La Russie se met en route pour développer une armure de combat futuriste qui pourrait bien changer la donne pour l’armement d’aujourd’hui. Baptisée Sotnik (c’est-à-dire « Centurion »), cette armure high-tech a pour but de repousser les limites de la protection sur le terrain. Conçue par l’entreprise publique Rostec, ce projet ambitieux veut offrir aux soldats russes une défense sans pareille face aux dangers modernes.

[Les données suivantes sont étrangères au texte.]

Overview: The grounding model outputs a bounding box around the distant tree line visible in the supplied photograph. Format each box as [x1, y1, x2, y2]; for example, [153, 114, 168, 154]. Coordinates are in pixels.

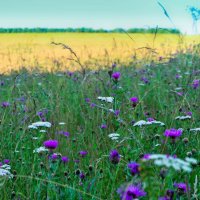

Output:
[0, 27, 180, 34]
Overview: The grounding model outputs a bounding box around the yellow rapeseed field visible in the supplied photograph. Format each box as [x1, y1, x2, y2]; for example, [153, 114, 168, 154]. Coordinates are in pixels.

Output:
[0, 33, 200, 73]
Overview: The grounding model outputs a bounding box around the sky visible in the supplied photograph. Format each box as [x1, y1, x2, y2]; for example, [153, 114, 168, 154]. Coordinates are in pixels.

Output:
[0, 0, 200, 34]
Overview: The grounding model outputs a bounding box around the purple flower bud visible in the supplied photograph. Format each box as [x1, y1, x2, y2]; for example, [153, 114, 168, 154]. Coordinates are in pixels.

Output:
[1, 101, 10, 108]
[164, 128, 183, 139]
[109, 149, 120, 164]
[43, 140, 58, 149]
[61, 156, 69, 164]
[112, 72, 121, 81]
[101, 124, 107, 129]
[3, 159, 10, 165]
[127, 162, 140, 176]
[79, 151, 88, 158]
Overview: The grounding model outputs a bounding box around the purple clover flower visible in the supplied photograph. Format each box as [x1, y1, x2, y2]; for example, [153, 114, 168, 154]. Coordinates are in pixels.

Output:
[174, 183, 189, 193]
[61, 156, 69, 164]
[49, 153, 58, 161]
[147, 117, 155, 122]
[90, 103, 96, 108]
[85, 98, 90, 103]
[79, 151, 88, 158]
[57, 131, 70, 137]
[114, 110, 120, 116]
[101, 124, 107, 129]
[185, 111, 192, 116]
[130, 97, 138, 103]
[112, 72, 121, 81]
[117, 184, 146, 200]
[43, 140, 58, 149]
[109, 149, 120, 164]
[142, 154, 151, 160]
[164, 128, 183, 139]
[1, 101, 10, 108]
[0, 81, 5, 86]
[140, 77, 149, 84]
[3, 159, 10, 165]
[79, 172, 85, 180]
[192, 80, 200, 89]
[127, 162, 140, 176]
[159, 190, 174, 200]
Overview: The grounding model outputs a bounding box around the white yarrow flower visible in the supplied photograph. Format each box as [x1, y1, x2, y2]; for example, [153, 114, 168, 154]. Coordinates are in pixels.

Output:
[0, 164, 13, 178]
[28, 122, 51, 129]
[33, 147, 48, 153]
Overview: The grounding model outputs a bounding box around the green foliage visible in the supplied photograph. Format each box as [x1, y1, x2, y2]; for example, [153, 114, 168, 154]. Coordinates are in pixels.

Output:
[0, 48, 200, 200]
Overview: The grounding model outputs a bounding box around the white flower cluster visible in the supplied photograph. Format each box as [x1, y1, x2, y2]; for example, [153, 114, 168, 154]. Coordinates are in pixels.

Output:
[108, 133, 120, 141]
[97, 97, 114, 103]
[0, 164, 13, 178]
[28, 122, 51, 129]
[148, 154, 197, 172]
[33, 147, 48, 153]
[133, 120, 165, 127]
[175, 115, 192, 120]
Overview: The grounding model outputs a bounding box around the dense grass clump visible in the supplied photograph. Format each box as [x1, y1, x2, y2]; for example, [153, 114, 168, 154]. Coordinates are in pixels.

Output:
[0, 50, 200, 200]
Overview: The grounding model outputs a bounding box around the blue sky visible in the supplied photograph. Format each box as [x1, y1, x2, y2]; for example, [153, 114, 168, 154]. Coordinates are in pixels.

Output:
[0, 0, 200, 33]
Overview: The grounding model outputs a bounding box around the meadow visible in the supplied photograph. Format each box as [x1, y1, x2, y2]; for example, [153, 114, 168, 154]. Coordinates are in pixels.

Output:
[0, 33, 200, 200]
[0, 33, 200, 73]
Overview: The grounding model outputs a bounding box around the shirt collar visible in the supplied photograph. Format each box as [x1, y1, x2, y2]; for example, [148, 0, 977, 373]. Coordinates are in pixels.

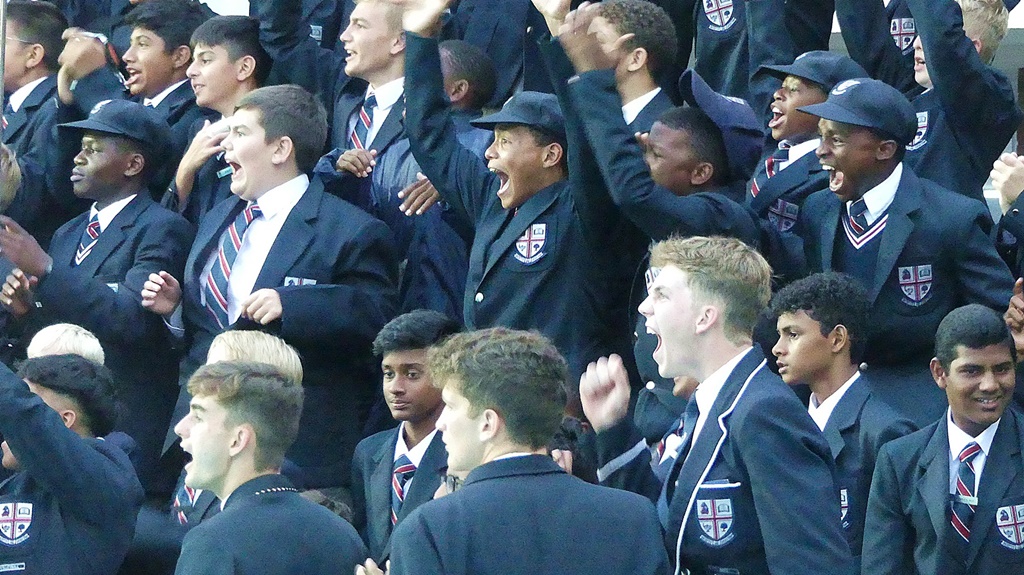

Une armure qui envoie du lourd

La Sotnik, de quatrième génération, se distingue par l’utilisation de fibre de polyéthylène super légère, qui lui confère une résistance hors norme sans alourdir le tout, tout comme le système d’artillerie développé par le Royaume-Uni. (Pour vous donner une idée, elle pèse environ 20 kilogrammes, soit une réduction de 20%.) Malgré ce poids plume, elle est bâtie pour encaisser des tirs directs, notamment ceux du calibre .50 M2 Browning. Selon Sergey Chemezov, PDG de Rostec, « grâce à l’usage de matériaux innovants et à la combinaison des fonctions d’éléments individuels, le poids de l’ensemble sera réduit ». Pour l’instant, le développement en est à une phase initiale, concentrée sur la définition des besoins tactiques et techniques. Ainsi, Bekkhan Ozdoev, représentant de Rostec, nous explique que l’armure intègrera des technologies robotiques et des systèmes d’échange d’informations, similaires à ceux utilisés dans la défense aérienne en Ukraine, avec un déploiement prévu d’ici 2035.

De la vieille garde à la nouvelle génération

La Sotnik succède à l’armure Ratnik, surnommée aussi « Warrior », qui équipe l’armée russe depuis plus d’une dizaine d’années. Au cours des huit dernières années, le ministère russe de la Défense a reçu plus de 300 000 ensembles de Ratnik. Cette armure se compose de dix sous‑systèmes et de cinquante‑neuf composants, comme un gilet pare-balles modernisé résistant aux obus de 7.62 mm et un casque doté d’un moniteur oculaire spécial. La troisième génération Sotnik a déjà apporté son lot d’améliorations en matière de protection individuelle, avec de nouvelles munitions et un blindage léger qui booste l’armement du soldat. Pour comparer, le modèle précédent, Ratnik‑2, pesait entre 18 et 22 kilogrammes tout en offrant une bonne résistance face aux munitions standards.

Exosquelettes et nouveautés à venir

Un des aspects vraiment intéressants du projet, c’est l’ajout d’exosquelettes pour renforcer les capacités physiques des soldats. Rostec a déjà présenté un exosquelette pour la combinaison Ratnik, capable de supporter jusqu’à 80 kilogrammes. En parallèle, un nouvel exosquelette baptisé « Stormer » est en cours de développement afin de transporter 60 kilogrammes lors des opérations d’assaut. Dans une époque où chaque avancée technologique peut vite donner un sacré avantage (notamment par rapport aux États-Unis, qui, de leur côté, œuvrent sur un exosquelette motorisé via le projet TALOS lancé en 2019, bien que ce dispositif ne soit pas encore totalement opérationnel), ces innovations placent la Russie dans une position intéressante.